Segelintir info yang saya temukan, Indonesia dan Amerika adalah dua negara yang memiliki pandangan berbeda dalam menyikapi aborsi. Abortion is legal in America, 4 dari 10 wanita hamil di Amerika melakukan aborsi, bahkan aborsi dianggap pilihan dan hak setiap wanita. Dalih demokrasi dijadikan alibi untuk mengkonduksi apapun, termasuk membunuh janin. Hal ini masih menjadi kontroversi di setiap negara, sedangkan hukum di Indonesia melarang keras tindakan terkutuk ini karena dianggap tidak manusiawi serta tabu untuk budaya timur.
Sebagian besar kasus aborsi diakibatkan oleh kehamilan di luar nikah, dan pelaku terbanyak di Indonesia adalah wanita usia 20-24 tahun, dengan persentase sebesar 33%. (http://www.aborsi.org/pelaku.htm)
Banyak wanita keliru dalam mengambil sikap, mereka hanya berpikir pendek saat mengambil jalur pintas. Kehamilan di luar nikah dianggap aib, tujuan utama aborsi hanya untuk menutupi malu dan mempertahankan harga diri. Takut dikucilkan, dihina, atau pahitnya dibuang dari lingkungan. Namun, mengapa kata 'aib' itu tidak digaris bawahi sebelum mereka melakukan 'free sex'.
Berdasarkan catatan dari Organisasi Kesehatan Dunia, WHO, ada 2,6 juta kasus aborsi tiap
tahun di Indonesia. Hanya 15 persen tergolong aborsi
legal dengan alasan medis, sisanya adalah kehamilan yang tak direncanakan.
Wanita berbondong-bondong berburu klinik gelap untuk mengenyahkan janin mereka dengan ongkos aborsi dari Rp 1,5 juta hingga Rp 6 juta per kasus.
Kitab Undang-Undang Hukum Pidana mengancam pelaku praktek ini dengan hukuman 15 tahun penjara. Akan tetapi undang-undang ini dirasa tumpul karena secara tindakan tampak kurang tegas. Bahkan ada beberapa pihak aparat dan dokter menjalin hubungan khusus untuk menggenjot bisnis menggiurkan ini. Bayangkan saja, ongkos aborsi bisa bergerak hingga 200 Miliar per tahun.

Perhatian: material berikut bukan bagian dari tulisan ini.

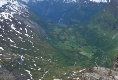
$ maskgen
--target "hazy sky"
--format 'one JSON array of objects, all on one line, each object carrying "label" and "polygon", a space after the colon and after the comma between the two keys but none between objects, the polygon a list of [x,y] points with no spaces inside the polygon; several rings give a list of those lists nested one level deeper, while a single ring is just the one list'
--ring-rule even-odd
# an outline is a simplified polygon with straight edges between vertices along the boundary
[{"label": "hazy sky", "polygon": [[90,0],[90,1],[95,1],[95,2],[107,2],[107,0]]}]

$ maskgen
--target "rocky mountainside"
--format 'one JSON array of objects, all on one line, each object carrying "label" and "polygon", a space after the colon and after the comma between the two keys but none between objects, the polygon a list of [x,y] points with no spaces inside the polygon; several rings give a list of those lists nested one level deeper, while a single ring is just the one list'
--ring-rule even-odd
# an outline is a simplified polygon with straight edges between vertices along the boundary
[{"label": "rocky mountainside", "polygon": [[0,80],[118,79],[117,0],[22,1],[0,2]]},{"label": "rocky mountainside", "polygon": [[[106,0],[20,0],[44,21],[59,24],[87,22],[106,5]],[[110,1],[108,1],[109,3]]]}]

Pelaku utama aborsi adalah wanita yang melakukan seks pra nikah. Seks memang hal lumrah bagi setiap makhluk hidup. Namun, sadarlah setiap tindakan pasti ada konsekuensi yang harus dihadapi, baik secara jiwa maupun mental, bahkan meroda hingga jalur hukum. Wanita, bukanlah seekor binatang, yang berperilaku tanpa akal, dan berbuat tanpa tanggung jawab. Pikirkan lebih jauh sebelum bertindak, jangan biarkan dirimu hancur karena nafsu dan ego. Wanita adalah sosok yang paling dirugikan dalam hal ini, kehancuran akan selalu menghantui diliputi rasa bersalah yang tak pernah bosan melekat. Sekejap mata kasus ini mampu dituntaskan di tangan dokter, tapi bagaimana di tangan Allah?